I do think that AI models should get better at logic. But if code generators are supposed to be tools, we have to tell them what to do. I'm not sure what combination of languages is best for that purpose.
It would be so much easier if we could precisely specify what we wanted, without all the double meanings, slang and general ambiguity that comes from using a natural language.
If only there was an entire class of well-studied languages which don't have any such ambiguity. They'd be perfect for programming LLMs! We could call them "programming languages" perhaps.
Time isn't the constraint here, but ability. Someone complaining about how hard Rust is to write is probably not capable of reviewing Rust code very well.
The usual reaction or opinion from e.g. good C++ programmers switching to Rust is that the added guardrails and expressivity are great and make things easier.
The benefit is if you lean heavily on types then successful compilation is a massive indicator in the feedback loop. Using stop hooks to ensure successful compilation after every iteration is a game changer. Go also has compilation of course but because the type system is so much more robust in Rust the compilation guarantees so much more about the behaviour of your program. You end up just code reviewing the shape and flow of data.
Code compiling is really the lowest bar of code validation, and doesn't say much of anything of the code running correctly. AI will pump out the most convoluted, over engineered, and at the same time sloppy code if you let it - and it will all compile fine.
Well, a good type system like Rust's lets you make impossible states impossible to enter/represent by the system.
Writing code so that impossible states are impossible is one of the hardest parts of software, so a good type system means that the code compiling means that the software is validated to be unable to represent certain states which is a very high bar of validation.
I suppose in your mind you were thinking of more trivial errors like typos, accessing variables that aren't available in scope, and such.
This is the main reason I use Rust over Go these days.
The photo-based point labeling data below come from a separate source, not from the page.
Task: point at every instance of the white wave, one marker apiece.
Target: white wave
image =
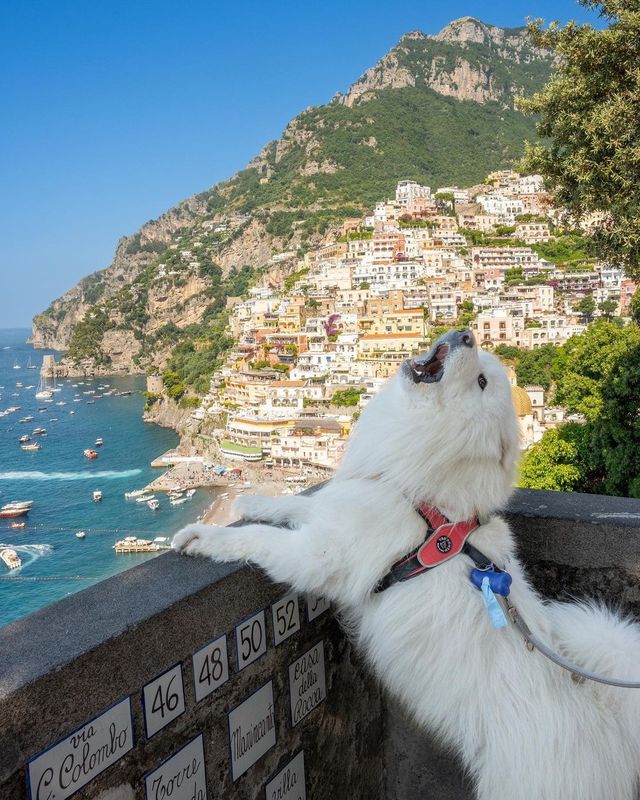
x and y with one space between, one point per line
67 476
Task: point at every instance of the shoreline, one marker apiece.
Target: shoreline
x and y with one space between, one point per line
221 513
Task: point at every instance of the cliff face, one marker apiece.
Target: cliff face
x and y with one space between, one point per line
437 109
468 60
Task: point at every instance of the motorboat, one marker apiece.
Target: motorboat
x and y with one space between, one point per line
18 504
13 513
130 544
135 493
10 558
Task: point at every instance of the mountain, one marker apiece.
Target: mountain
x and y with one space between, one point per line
437 109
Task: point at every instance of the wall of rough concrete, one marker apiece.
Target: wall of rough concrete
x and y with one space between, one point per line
341 738
66 663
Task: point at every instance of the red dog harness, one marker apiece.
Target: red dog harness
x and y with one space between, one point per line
444 540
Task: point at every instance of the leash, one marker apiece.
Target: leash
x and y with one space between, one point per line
445 539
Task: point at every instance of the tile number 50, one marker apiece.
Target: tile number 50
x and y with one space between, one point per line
251 639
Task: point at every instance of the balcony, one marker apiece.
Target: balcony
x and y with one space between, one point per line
172 619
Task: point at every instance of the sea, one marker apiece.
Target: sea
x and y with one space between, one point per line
61 481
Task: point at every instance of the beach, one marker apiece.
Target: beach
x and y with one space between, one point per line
221 510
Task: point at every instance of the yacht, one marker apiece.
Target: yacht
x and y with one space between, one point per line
135 493
130 544
43 393
144 498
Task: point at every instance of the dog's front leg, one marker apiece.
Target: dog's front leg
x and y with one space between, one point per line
280 552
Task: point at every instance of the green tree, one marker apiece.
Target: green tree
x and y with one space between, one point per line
553 463
584 364
588 115
634 307
616 431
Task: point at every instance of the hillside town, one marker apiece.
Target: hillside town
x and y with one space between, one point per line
310 355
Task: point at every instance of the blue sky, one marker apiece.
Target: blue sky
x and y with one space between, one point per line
113 112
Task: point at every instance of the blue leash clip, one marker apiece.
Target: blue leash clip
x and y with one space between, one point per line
500 582
490 584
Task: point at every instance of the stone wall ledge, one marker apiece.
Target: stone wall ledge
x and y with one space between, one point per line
64 664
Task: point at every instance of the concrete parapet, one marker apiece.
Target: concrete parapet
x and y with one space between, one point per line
65 665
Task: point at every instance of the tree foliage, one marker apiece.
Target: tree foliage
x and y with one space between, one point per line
588 115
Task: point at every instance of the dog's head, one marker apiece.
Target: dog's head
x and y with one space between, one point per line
443 429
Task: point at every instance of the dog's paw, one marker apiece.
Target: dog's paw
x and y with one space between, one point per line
250 507
192 540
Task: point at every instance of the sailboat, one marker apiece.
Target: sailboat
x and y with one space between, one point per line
43 392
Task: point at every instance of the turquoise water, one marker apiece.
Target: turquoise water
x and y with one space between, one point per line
61 481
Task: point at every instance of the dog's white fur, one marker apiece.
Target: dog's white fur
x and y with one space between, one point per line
523 728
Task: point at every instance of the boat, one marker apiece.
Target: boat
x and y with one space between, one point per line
10 558
33 447
163 542
43 392
18 504
131 544
135 493
12 513
144 498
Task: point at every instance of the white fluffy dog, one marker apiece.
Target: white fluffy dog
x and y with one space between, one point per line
443 432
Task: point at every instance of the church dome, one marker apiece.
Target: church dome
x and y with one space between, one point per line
521 401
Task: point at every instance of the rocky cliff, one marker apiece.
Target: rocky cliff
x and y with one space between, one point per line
437 109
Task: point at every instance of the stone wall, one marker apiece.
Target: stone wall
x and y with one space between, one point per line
96 650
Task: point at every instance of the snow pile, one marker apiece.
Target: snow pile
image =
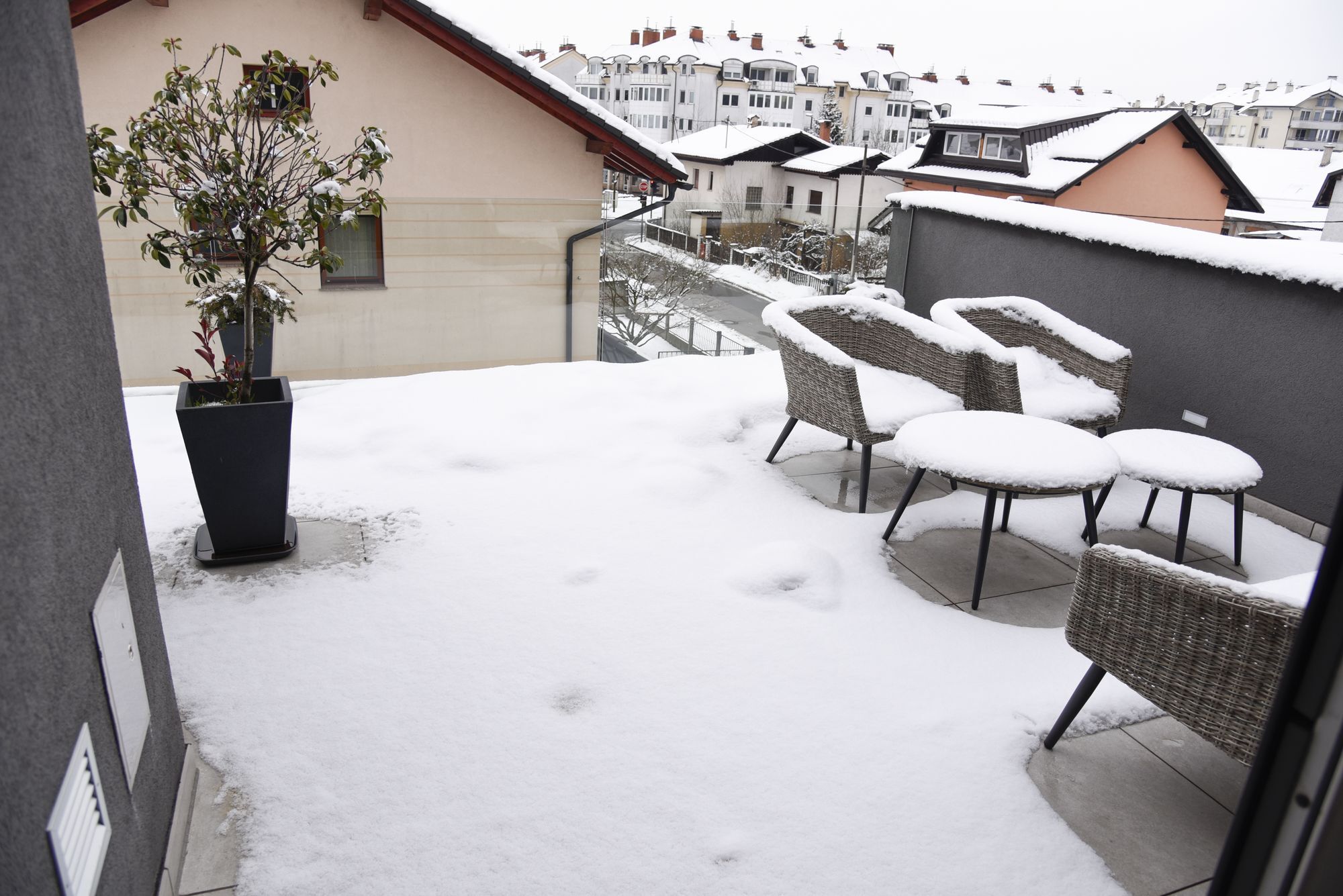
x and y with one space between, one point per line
602 648
1281 259
1184 460
1007 448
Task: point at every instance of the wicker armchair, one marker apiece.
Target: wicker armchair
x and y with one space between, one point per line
832 344
1207 650
1008 322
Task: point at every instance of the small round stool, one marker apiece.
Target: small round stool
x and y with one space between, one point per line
1191 464
1004 452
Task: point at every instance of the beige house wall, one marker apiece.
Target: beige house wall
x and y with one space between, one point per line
483 192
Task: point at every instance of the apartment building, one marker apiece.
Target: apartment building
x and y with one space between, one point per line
1295 117
671 85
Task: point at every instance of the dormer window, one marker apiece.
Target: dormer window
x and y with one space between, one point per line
962 144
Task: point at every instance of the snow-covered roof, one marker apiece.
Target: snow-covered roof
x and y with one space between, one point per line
1298 95
1282 259
532 70
725 142
1054 162
825 161
1286 181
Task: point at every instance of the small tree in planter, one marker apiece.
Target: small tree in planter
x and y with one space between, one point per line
222 169
242 172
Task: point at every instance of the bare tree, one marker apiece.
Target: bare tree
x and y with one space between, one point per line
640 289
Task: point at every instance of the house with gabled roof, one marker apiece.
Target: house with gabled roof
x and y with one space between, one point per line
1146 164
496 165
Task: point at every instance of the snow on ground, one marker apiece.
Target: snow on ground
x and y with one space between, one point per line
751 281
602 648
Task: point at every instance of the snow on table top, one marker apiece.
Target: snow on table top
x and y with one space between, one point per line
1279 259
1008 450
1184 460
780 317
947 313
531 68
1293 591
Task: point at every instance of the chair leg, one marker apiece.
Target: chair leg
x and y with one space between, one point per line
1101 502
1187 502
905 502
1090 513
1075 705
864 475
1240 524
990 499
1152 502
784 438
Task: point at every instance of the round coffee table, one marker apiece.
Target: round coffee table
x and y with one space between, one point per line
1191 464
1007 452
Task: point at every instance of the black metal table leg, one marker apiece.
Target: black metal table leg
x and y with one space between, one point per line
905 502
864 477
1075 705
1187 502
990 499
1152 502
1090 510
1240 524
784 438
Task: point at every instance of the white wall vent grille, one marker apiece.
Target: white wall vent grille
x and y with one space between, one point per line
79 828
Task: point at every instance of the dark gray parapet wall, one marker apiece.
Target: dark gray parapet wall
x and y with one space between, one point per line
1260 357
68 486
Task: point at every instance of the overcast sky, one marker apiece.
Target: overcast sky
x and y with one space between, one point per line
1137 47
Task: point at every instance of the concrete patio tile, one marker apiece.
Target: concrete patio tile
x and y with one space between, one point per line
946 560
917 584
1156 831
1046 608
1217 569
1208 768
840 491
829 462
212 863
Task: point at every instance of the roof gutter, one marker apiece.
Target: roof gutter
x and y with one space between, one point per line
569 260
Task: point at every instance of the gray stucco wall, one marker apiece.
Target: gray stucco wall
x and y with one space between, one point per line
68 486
1260 357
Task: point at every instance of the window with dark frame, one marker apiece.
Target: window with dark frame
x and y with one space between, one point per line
272 98
361 248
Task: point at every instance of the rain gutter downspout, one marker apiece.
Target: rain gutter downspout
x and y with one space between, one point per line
569 260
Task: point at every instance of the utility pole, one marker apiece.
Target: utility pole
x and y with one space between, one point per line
858 224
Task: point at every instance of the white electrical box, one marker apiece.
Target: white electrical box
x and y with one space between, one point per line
79 828
123 674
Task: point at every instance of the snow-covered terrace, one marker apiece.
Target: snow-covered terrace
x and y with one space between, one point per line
586 642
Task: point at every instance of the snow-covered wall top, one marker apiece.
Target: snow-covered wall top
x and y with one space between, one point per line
1282 259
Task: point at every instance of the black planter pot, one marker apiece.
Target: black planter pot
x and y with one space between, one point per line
232 341
240 459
The simplicity of Go was great for when I had to hold everything in my head and write everything myself. Rust makes more sense to me in the LLM era where I can offload more modeling/assumptions/invariants to the type system without having to be a Rust veteran.
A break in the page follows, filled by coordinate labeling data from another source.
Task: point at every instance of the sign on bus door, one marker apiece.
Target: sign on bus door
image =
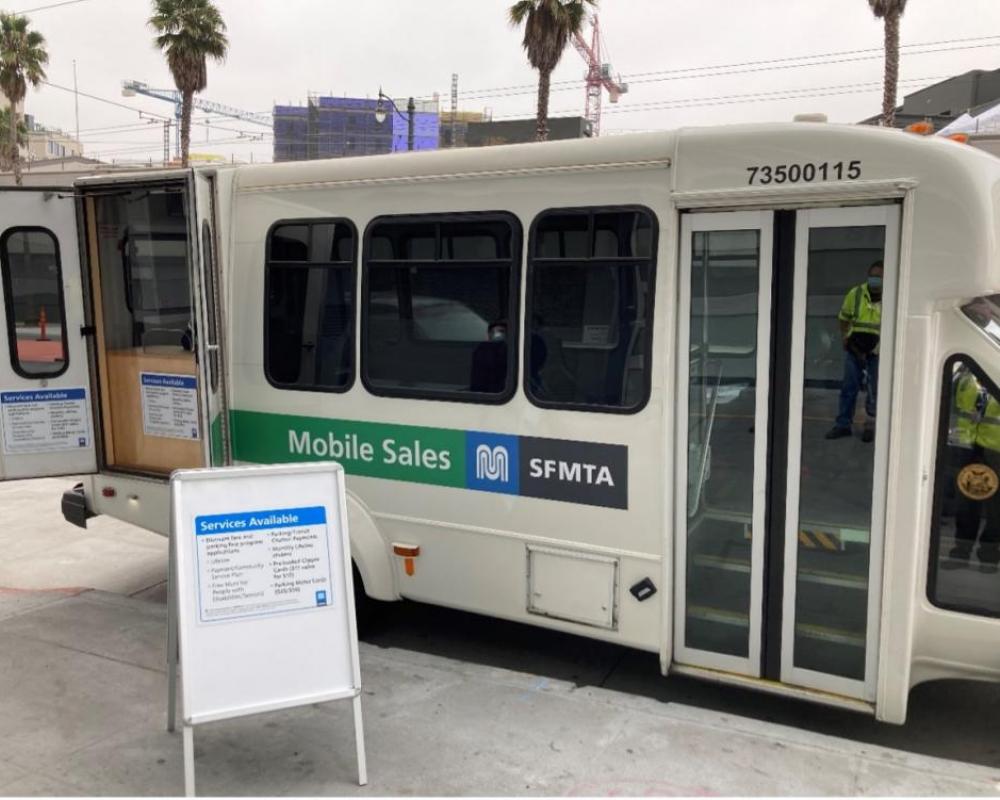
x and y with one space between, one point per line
46 423
779 577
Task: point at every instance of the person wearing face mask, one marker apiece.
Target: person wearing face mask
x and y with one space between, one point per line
860 327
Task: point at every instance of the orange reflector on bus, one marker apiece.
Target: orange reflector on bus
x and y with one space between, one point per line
408 552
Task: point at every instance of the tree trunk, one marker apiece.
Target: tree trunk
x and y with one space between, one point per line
891 68
187 101
15 156
544 79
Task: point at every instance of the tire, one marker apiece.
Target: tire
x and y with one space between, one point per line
364 606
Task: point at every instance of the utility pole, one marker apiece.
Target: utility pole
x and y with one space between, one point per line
454 107
76 99
411 110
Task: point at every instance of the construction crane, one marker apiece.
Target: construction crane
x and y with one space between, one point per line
598 76
132 88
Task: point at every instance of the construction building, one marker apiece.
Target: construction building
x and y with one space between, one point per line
335 127
516 131
454 127
44 143
943 102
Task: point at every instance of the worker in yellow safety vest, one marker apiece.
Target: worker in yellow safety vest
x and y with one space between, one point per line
860 320
977 431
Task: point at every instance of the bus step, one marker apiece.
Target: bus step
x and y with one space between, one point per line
832 635
711 614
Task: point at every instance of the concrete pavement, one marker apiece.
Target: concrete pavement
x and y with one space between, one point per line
83 692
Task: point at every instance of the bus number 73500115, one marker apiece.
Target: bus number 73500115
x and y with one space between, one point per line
804 173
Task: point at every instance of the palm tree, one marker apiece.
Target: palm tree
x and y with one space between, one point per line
548 27
890 11
189 32
6 161
22 61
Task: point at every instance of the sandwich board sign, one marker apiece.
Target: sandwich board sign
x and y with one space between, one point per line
261 595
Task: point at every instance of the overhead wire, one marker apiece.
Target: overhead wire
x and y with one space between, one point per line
743 67
50 5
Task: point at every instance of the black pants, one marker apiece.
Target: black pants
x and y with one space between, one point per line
970 515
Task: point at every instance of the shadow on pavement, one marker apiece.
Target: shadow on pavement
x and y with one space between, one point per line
957 720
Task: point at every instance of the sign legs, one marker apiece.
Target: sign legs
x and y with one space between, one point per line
359 742
188 761
172 648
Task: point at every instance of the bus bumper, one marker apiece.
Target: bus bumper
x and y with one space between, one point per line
74 506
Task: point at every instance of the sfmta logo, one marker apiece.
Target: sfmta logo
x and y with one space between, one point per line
492 463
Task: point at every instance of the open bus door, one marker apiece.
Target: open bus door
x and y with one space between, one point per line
46 425
209 341
156 348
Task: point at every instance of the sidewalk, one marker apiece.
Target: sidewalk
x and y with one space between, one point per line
84 688
83 695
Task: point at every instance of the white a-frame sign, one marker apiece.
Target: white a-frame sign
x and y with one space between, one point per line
261 596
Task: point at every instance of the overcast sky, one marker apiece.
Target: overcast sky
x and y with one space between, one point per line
283 49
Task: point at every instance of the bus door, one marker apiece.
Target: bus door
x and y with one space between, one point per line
783 442
207 301
46 425
143 260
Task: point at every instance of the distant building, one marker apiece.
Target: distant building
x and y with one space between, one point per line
335 127
454 129
45 143
943 102
516 131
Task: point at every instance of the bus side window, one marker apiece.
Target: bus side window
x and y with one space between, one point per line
309 327
965 541
590 309
33 288
440 309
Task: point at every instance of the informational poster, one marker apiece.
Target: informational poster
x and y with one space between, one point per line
261 596
169 405
44 420
252 563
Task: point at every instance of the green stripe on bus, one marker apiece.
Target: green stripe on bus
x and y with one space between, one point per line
370 449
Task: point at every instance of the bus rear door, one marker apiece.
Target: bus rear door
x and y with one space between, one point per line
46 424
207 302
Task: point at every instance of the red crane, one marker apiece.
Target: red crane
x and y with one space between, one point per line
598 76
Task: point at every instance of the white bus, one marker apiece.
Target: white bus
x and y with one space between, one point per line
585 385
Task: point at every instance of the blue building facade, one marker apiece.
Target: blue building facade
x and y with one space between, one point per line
339 127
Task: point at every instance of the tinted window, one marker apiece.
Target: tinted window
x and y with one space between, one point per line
965 541
590 309
208 266
441 307
309 332
32 279
985 312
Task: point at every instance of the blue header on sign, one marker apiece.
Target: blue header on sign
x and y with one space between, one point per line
43 396
169 381
248 521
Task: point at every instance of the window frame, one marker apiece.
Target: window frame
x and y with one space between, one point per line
944 415
531 261
309 222
513 309
8 293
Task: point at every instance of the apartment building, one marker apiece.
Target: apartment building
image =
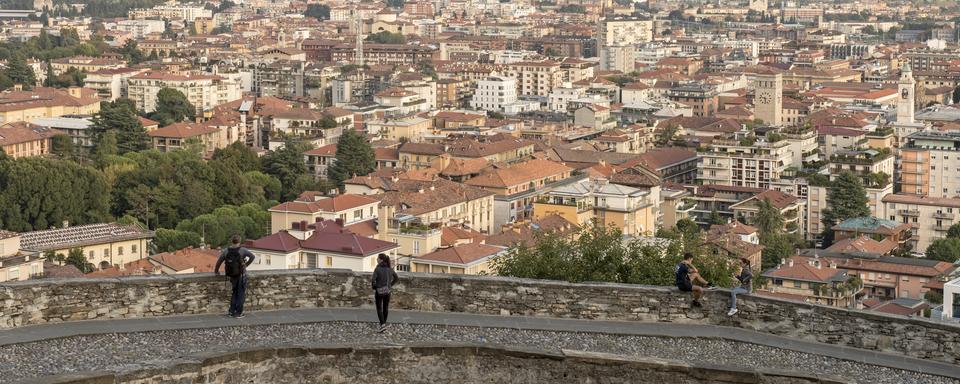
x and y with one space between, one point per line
930 164
311 207
21 139
499 94
738 163
321 244
182 135
535 78
104 245
886 277
110 84
19 105
791 208
17 264
930 217
203 91
518 186
812 280
632 210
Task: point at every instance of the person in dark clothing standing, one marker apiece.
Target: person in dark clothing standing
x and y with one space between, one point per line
236 259
384 277
746 285
686 275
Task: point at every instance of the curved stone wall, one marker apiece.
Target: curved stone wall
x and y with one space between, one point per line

The pinned invariants in my plan/spec become first-class invariants in the type system. It's great.
Yes, but all else being equal it is a higher bar in Rust than in Go. There are fewer things left for the human to check after a clean build+lint in Rust than in Go. The issue of over-engineered AI output is orthogonal to that.
I'm not sold on Rust being a great language to use with AI unless the reason to use it is a lot more than just Rust being fashionable.